The week in review: PMI rebound beats expectations, regulators announce new credit rating guidelines, ICBC gets new supervision head
In this round-up, the Purchasing Managers’ Index (PMI) showed a surprise increase in November, the People’s Bank of China (PBoC) and other state regulators jointly released comprehensive guidelines for rating firms and Industrial and Commercial Bank of China (ICBC) named a new chairman for its supervisory board.
China’s November PMI rose to 50.2%, the highest reading in seven months, according to data released by the National Bureau of Statistics (NBS) on Saturday. The October reading was 49.3%.
Production and new orders rebounded to 52.6% and 51.3% from 50.8% and 49.6% in October, respectively. The imports sub-index climbed by 2.9 percentage points to 49.8%. The new export order sub-index was also 1.8 percentage points higher than October’s reading.
The NBS non-manufacturing and service PMIs also improved to 54.4% and 53.5% in November, respectively.
“We think the fading of payback effects after earlier export front-loading, as well as early signs of better global growth, likely contributed to the rebound in new export orders,” Maggie Wei, a China economist at Goldman Sachs, wrote in a Saturday note. “The dissipation of potential drag on some activities around the October 1 celebration of the 70th anniversary of the PRC might have also added to the recovery in PMI indexes in November.”
The PBoC, the National Development and Reform Commission, the Ministry Of Finance and the China Securities Regulatory Commission jointly released a comprehensive set of guidelines for the onshore credit rating industry on Friday afternoon.
The guidelines clarified for the first time that the central bank is the main regulator for the industry. It also provided a detailed list of forbidden conduct, emphasised the independence requirement for credit rating agencies and proposed more severe punishments for rules violations.
The Industrial and Commercial Bank of China (ICBC) will name a new chairman for its supervisory board, local media Caixin reported on Saturday. The position has been vacant for two years now.
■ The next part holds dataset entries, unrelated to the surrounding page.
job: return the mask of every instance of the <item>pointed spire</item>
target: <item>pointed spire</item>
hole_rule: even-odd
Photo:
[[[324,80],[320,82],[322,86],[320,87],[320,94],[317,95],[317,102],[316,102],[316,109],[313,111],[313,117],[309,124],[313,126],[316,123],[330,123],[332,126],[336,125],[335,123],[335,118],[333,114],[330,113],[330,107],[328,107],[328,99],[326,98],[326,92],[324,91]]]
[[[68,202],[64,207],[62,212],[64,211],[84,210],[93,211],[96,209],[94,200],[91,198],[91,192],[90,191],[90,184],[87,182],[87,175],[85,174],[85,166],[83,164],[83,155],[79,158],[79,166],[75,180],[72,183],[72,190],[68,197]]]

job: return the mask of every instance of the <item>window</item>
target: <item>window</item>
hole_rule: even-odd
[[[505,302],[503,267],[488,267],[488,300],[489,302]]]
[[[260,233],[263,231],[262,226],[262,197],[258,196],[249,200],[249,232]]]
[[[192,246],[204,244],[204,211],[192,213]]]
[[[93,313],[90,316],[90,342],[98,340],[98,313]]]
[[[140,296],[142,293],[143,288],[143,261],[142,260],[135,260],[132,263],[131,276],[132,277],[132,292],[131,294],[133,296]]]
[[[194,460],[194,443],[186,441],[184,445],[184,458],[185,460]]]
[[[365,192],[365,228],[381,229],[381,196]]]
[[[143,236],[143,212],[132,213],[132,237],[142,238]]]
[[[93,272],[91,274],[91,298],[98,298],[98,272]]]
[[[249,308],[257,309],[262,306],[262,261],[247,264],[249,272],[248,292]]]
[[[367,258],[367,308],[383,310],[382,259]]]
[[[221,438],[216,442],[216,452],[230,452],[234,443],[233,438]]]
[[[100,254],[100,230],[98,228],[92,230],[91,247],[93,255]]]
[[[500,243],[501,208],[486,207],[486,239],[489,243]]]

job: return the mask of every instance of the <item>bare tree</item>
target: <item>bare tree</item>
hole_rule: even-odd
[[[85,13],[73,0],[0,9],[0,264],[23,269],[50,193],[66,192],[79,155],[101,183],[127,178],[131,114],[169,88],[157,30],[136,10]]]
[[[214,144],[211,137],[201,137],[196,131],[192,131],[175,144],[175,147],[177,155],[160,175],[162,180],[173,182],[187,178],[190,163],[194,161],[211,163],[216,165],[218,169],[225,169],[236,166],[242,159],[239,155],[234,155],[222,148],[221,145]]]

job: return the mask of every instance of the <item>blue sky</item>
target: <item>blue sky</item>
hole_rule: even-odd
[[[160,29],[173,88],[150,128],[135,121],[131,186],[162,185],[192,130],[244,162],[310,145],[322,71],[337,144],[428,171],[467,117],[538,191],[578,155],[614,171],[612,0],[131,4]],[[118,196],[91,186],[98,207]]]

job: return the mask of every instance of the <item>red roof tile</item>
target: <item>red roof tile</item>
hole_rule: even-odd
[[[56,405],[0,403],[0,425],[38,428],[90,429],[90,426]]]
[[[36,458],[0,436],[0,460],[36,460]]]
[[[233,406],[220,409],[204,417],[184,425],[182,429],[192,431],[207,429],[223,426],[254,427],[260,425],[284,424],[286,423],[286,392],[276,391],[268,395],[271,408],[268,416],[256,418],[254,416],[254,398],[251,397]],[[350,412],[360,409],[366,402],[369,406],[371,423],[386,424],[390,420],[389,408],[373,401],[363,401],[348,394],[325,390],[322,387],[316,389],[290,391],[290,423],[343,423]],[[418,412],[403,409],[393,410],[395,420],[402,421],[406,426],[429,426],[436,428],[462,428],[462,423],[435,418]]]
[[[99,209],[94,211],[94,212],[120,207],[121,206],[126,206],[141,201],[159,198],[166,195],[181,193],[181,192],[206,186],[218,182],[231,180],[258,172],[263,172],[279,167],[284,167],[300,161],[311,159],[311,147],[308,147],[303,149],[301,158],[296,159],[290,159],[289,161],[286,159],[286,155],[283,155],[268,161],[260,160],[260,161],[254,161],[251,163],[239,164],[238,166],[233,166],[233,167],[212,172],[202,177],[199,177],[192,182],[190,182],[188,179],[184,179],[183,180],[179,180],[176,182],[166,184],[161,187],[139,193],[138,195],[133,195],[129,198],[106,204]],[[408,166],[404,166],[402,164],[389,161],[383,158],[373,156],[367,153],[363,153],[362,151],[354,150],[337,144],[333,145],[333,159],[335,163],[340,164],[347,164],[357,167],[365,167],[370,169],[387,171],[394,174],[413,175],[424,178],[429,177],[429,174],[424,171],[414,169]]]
Yang Guozhong, former chairman of the supervisory board of the China Investment Corp, the country’s sovereign fund, will fill the position, Caixin reported.
Yi Gang, governor of the People’s Bank of China, published an article on the WeChat account of Qiushi, the Communist Party’s magazine on Sunday.
Yi said that the country’s monetary policy should remain prudent and the central bank should prepare for a “mid- to long-distance race” as the world’s economy is entering a long-term downward spiral.
The China Banking and Insurance Regulatory Commission (CBIRC) issued updated guidelines on Friday on commercial banks’ capital replenishment tools.
The CBIRC clarified the capital loss absorption payment sequence for different classes of capital instruments. Specifically, the regulator said that perpetual bonds and perpetual stocks will be paid at the same time since both are tier-one capital.
The guideline also made the threshold of triggering events higher when banks issue perpetual bonds. Previously, to issue perpetual bonds, banks need to stipulate the scenario when they encounter a going-concern, which is when their core tier-one capital ratio falls to 5.125% or below. Under the new guidelines, banks need only to stipulate nonsurvivable trigger events when issuing perpetual bonds.
The Financial Stability and Development Committee, chaired by Chinese vice premier Liu He, held its 10th meeting on Thursday, according to reports by state-owned media Xinhua news on Friday.The meeting covered two main topics; the next steps to reduce risk in the financial industry and the next round of financial reform and opening-up measures.